Caroline
Elkins, The New York Times, 4/06/2022
Traduit par Fausto
Giudice, Tlaxcala
Caroline Elkins
(1969) est professeure d'histoire et d'études africaines et afro-américaines à
l'université Harvard, professeur associée en gestion à la Harvard Business
School, fondatrice et directrice du Centre d'études africaines de l'université
d'Harvard.
Son
livre, Imperial Reckoning: The Untold Story of Britain's Gulag in Kenya
( « Reconnu par l'Empire : l'histoire inédite du goulag britannique au Kenya »)

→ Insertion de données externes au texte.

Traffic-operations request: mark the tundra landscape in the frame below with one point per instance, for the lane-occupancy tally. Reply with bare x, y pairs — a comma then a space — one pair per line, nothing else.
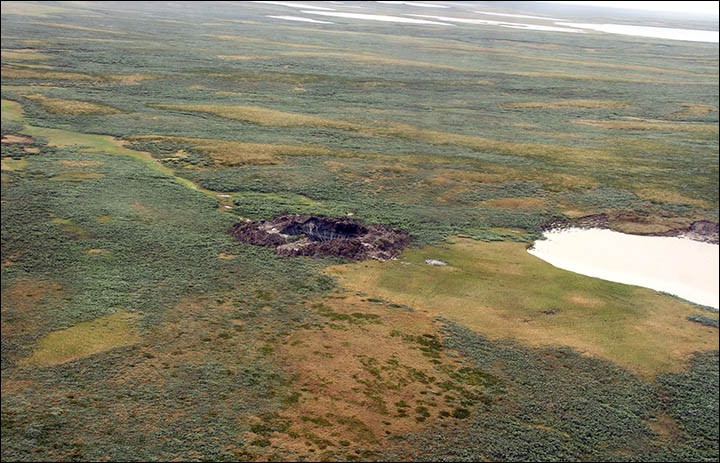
282, 231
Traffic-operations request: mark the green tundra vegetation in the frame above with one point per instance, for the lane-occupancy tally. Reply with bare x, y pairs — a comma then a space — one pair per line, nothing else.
135, 327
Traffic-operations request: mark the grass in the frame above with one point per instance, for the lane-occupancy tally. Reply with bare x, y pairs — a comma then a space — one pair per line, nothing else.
568, 104
240, 355
84, 339
235, 153
73, 107
501, 291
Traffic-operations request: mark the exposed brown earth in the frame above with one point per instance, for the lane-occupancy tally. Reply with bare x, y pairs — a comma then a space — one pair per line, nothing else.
318, 236
700, 230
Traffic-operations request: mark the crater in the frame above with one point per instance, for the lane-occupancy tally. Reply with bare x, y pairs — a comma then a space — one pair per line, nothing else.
319, 236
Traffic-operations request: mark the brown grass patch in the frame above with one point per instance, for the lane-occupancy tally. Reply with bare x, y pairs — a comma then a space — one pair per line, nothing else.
363, 377
513, 203
73, 107
668, 195
270, 117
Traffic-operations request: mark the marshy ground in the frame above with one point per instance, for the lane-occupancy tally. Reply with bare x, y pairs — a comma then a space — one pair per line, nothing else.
135, 327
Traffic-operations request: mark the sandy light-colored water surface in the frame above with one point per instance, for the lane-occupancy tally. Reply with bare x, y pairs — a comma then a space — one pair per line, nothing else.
679, 266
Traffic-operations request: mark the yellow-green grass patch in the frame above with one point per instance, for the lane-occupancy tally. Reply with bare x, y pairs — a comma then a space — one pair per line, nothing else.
13, 164
373, 58
11, 110
652, 124
73, 107
513, 203
98, 252
23, 55
72, 229
84, 339
36, 9
233, 153
501, 291
692, 110
132, 79
74, 27
244, 57
264, 116
76, 176
567, 104
15, 139
28, 73
270, 117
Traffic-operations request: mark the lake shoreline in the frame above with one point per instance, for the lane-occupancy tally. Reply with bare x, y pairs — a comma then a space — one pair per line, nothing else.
704, 231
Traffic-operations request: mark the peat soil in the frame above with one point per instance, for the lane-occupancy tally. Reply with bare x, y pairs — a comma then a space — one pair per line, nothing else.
320, 236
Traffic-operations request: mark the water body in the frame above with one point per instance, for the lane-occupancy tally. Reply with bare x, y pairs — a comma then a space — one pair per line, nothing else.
679, 266
691, 35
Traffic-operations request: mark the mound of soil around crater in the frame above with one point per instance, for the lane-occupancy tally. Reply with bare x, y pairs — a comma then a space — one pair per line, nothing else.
317, 236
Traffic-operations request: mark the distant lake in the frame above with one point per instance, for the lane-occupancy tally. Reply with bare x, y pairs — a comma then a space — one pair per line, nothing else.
692, 35
679, 266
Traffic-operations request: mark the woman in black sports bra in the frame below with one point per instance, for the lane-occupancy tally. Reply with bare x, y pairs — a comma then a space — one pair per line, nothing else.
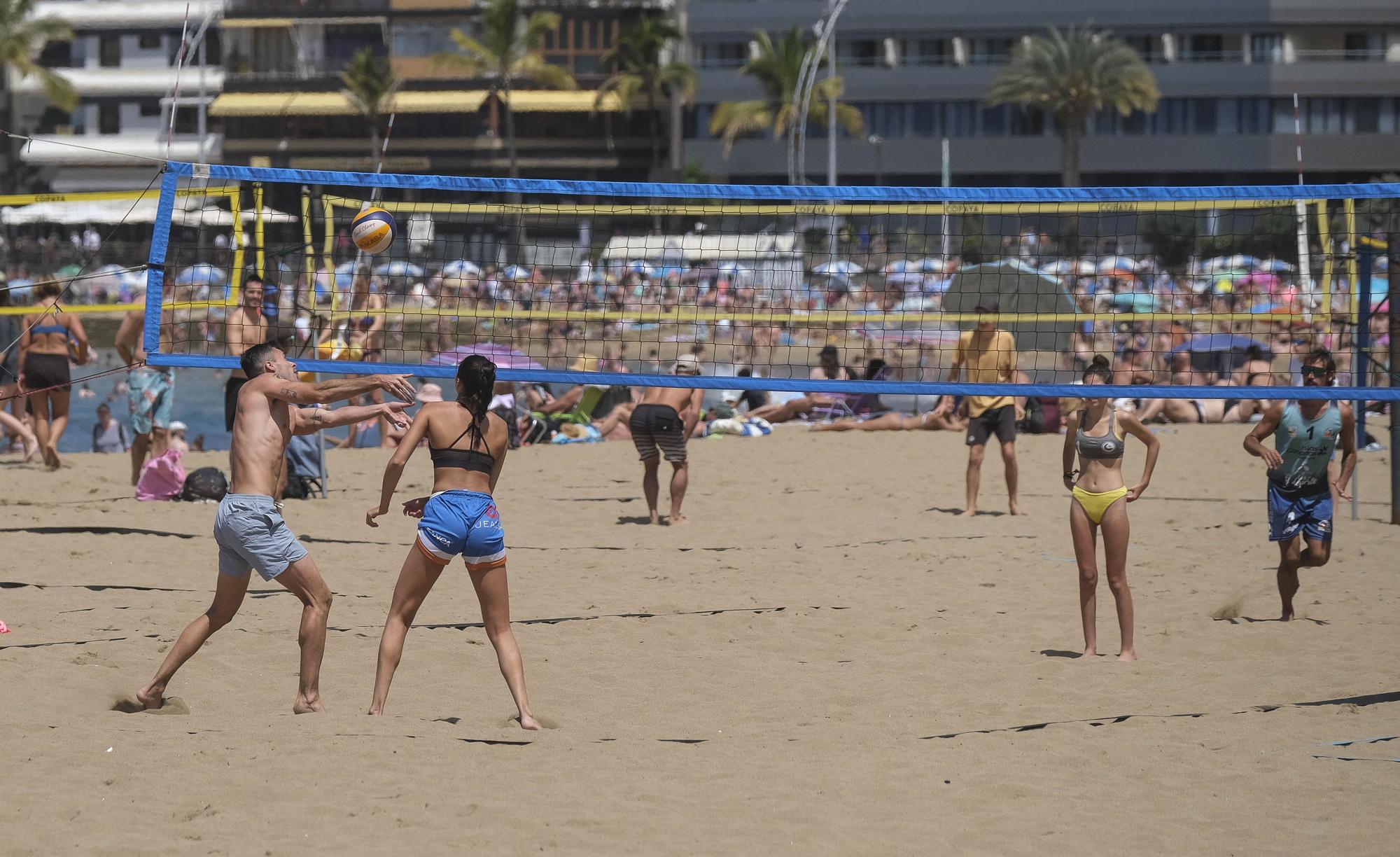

(2005), a remporté le prix Pulitzer de l'essai en 2006. C'est grâce au livre
que les plaintes déposées par d'anciens détenus Mau Mau contre le gouvernement
britannique, pour des crimes commis dans les camps d'internement du Kenya dans
les années 1950, ont abouti. Livre le plus recent : Legacy
of Violence: A History of the British Empire.

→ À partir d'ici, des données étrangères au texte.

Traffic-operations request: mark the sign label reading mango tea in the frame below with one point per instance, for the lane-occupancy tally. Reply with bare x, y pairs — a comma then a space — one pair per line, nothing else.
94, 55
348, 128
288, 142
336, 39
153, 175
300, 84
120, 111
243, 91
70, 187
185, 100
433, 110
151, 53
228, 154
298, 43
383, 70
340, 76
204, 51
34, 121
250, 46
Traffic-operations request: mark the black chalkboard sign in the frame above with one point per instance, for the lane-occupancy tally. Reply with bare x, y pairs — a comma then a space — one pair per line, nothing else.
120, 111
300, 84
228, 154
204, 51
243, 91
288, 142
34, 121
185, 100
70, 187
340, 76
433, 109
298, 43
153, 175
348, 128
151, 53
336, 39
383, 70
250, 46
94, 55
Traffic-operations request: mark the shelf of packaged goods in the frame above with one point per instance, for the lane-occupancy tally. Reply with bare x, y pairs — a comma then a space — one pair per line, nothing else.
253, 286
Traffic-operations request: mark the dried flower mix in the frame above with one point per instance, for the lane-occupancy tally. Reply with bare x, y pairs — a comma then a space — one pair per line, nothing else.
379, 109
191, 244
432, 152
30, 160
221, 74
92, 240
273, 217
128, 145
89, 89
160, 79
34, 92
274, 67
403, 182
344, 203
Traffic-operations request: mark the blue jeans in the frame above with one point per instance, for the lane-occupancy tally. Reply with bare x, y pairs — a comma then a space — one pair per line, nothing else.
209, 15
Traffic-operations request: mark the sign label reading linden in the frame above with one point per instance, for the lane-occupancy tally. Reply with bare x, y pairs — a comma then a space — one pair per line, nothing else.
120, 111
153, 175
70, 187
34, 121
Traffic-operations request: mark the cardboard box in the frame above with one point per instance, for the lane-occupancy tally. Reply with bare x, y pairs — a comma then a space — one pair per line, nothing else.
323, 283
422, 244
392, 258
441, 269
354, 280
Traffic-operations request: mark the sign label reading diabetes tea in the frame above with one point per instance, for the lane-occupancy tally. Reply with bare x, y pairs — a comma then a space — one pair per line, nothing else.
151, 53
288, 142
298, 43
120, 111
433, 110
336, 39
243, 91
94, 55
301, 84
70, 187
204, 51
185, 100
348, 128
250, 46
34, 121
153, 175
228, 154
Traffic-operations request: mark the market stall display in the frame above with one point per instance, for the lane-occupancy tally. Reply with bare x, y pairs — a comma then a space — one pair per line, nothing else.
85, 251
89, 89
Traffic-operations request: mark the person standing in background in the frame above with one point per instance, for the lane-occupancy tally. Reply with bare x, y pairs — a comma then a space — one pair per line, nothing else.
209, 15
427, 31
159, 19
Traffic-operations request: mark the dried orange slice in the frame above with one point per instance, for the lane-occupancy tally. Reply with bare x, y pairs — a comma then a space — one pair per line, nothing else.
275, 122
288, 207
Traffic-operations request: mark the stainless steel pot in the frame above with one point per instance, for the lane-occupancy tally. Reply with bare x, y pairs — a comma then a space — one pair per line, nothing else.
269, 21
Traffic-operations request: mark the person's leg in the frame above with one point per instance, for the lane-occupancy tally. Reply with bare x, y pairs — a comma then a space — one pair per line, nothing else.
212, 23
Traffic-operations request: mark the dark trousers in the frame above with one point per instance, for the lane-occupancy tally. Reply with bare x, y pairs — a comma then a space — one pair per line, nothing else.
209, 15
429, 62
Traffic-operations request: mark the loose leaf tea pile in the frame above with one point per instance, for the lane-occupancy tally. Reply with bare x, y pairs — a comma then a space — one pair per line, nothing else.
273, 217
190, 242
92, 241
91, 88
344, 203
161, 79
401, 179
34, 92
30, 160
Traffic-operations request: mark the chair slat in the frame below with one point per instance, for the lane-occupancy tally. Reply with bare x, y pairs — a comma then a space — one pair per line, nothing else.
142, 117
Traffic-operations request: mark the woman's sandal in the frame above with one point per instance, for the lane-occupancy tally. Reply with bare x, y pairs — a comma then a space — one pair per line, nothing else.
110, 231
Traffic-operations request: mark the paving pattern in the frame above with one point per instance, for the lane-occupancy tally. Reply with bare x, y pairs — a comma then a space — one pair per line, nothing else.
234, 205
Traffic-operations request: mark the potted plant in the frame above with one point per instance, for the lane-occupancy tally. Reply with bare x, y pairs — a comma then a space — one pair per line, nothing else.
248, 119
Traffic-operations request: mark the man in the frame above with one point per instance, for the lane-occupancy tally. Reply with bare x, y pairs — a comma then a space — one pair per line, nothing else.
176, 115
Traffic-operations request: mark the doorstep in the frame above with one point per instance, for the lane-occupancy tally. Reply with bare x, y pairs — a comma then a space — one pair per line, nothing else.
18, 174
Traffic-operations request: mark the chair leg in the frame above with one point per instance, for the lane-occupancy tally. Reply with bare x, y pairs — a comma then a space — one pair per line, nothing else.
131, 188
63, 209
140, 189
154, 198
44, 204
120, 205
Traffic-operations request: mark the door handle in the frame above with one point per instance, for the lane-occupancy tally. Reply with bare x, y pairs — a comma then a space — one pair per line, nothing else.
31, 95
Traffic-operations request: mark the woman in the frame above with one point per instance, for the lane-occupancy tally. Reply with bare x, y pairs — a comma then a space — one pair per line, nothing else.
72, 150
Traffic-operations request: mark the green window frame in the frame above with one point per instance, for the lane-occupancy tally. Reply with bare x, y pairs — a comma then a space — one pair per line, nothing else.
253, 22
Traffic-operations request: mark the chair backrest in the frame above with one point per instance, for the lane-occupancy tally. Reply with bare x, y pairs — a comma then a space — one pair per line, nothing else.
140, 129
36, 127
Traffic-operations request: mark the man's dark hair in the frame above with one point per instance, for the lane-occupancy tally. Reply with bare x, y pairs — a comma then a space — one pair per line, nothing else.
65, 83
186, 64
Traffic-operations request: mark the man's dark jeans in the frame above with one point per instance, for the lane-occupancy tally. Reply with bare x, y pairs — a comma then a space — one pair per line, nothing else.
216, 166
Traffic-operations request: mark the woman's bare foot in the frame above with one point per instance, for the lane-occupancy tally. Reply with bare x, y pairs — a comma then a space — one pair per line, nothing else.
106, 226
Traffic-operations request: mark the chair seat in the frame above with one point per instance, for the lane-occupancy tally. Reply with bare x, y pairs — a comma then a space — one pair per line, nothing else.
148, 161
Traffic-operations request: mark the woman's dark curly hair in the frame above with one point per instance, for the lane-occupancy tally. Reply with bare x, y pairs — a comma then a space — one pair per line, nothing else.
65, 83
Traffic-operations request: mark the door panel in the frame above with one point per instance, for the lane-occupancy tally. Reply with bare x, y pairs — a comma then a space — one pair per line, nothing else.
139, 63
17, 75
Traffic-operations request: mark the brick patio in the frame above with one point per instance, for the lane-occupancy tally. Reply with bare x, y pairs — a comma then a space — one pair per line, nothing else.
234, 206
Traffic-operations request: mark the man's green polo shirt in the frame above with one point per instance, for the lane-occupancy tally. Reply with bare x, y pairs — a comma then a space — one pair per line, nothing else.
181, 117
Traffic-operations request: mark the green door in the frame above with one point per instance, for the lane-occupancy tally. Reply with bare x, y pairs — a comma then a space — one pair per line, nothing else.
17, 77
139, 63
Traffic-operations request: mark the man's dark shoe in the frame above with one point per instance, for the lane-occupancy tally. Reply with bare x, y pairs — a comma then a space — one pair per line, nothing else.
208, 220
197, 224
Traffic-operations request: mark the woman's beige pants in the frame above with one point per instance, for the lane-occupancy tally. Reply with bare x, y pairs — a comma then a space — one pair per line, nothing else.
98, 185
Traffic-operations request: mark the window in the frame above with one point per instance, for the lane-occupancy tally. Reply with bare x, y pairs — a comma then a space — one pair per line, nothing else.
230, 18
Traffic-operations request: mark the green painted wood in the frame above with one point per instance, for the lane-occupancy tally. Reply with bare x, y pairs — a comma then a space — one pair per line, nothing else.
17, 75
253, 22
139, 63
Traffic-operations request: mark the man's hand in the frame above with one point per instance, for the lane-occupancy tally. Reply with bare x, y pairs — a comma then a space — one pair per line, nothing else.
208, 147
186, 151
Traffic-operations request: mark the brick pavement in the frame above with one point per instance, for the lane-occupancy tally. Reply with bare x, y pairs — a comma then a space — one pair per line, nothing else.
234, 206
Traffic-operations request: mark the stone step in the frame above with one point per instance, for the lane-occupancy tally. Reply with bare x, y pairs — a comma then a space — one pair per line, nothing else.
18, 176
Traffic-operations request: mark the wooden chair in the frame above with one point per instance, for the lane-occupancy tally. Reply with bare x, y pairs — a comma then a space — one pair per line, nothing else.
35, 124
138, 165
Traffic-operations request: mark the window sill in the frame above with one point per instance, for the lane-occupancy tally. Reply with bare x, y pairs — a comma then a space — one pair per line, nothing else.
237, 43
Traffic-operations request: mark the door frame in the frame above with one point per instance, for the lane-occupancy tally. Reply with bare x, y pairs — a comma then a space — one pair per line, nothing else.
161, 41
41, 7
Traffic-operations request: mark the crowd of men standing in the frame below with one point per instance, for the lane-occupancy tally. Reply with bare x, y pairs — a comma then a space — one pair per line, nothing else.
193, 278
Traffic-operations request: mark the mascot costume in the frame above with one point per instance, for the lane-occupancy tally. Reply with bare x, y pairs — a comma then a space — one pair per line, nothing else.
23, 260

"Churchill était un raciste" : une manifestation sur la place du Parlement de Londres
en 2020. Photo Isabel Infantes/Agence France-Presse — Getty Images
« Je déclare devant vous que toute ma vie, qu'elle soit
longue ou courte, sera consacrée à votre service et au service de notre grande
famille impériale à laquelle nous appartenons tous. » On dit que la
princesse Élisabeth a pleuré lors de la première lecture de ce discours. À
l'occasion de son 21e anniversaire, et diffusé en 1947 depuis un jardin rempli de bougainvilliers au Cap, il
annonçait l'incarnation future de la Grande-Bretagne, de son empire et du
Commonwealth par la jeune reine.
À
l'époque, les revendications d'indépendance s'enflammaient dans tout l'empire
d'après-guerre. L'Inde et le Pakistan étaient sur le point de se libérer de la
domination coloniale britannique, mais le gouvernement travailliste de Clément
Attlee n'avait pas l'intention de plier ailleurs. La Grande-Bretagne avait
entamé une politique de résurgence impériale, visant à reconstruire une nation
d'après-guerre dévastée sur le plan budgétaire et revendiquant le statut de
membre des Trois Grands [avec les USA et l’URSS, NdT] sur le dos de la
population colonisée de l'empire.
Pendant
plus d'un siècle, les revendications de la Grande-Bretagne à la grandeur
mondiale ont été enracinées dans son empire, considéré comme unique parmi tous
les autres. S'étendant sur plus d'un quart de la masse terrestre mondiale,
l'Empire britannique était le plus grand de l'histoire. Après avoir dirigé le
mouvement d'abolition, la Grande-Bretagne est devenue le fournisseur d'un
impérialisme libéral, ou « mission civilisatrice », étendant les
politiques de développement, qui se clivent aux hiérarchies raciales, à ses 700
millions de sujets colonisés, prétendant les introduire dans le monde moderne.
Célébrant
les 70 ans de la reine Élisabeth II sur le trône, le jubilé de platine est
plein de sens sur le passé impérial de la nation et le rôle surdéterminé de la
monarchie dans celui-ci. De grands monuments commémoratifs et des statues
célébrant les héros de l'empire ont proliféré après l'époque victorienne, et
Londres est devenue un terrain de parade impérial et royal commémoratif.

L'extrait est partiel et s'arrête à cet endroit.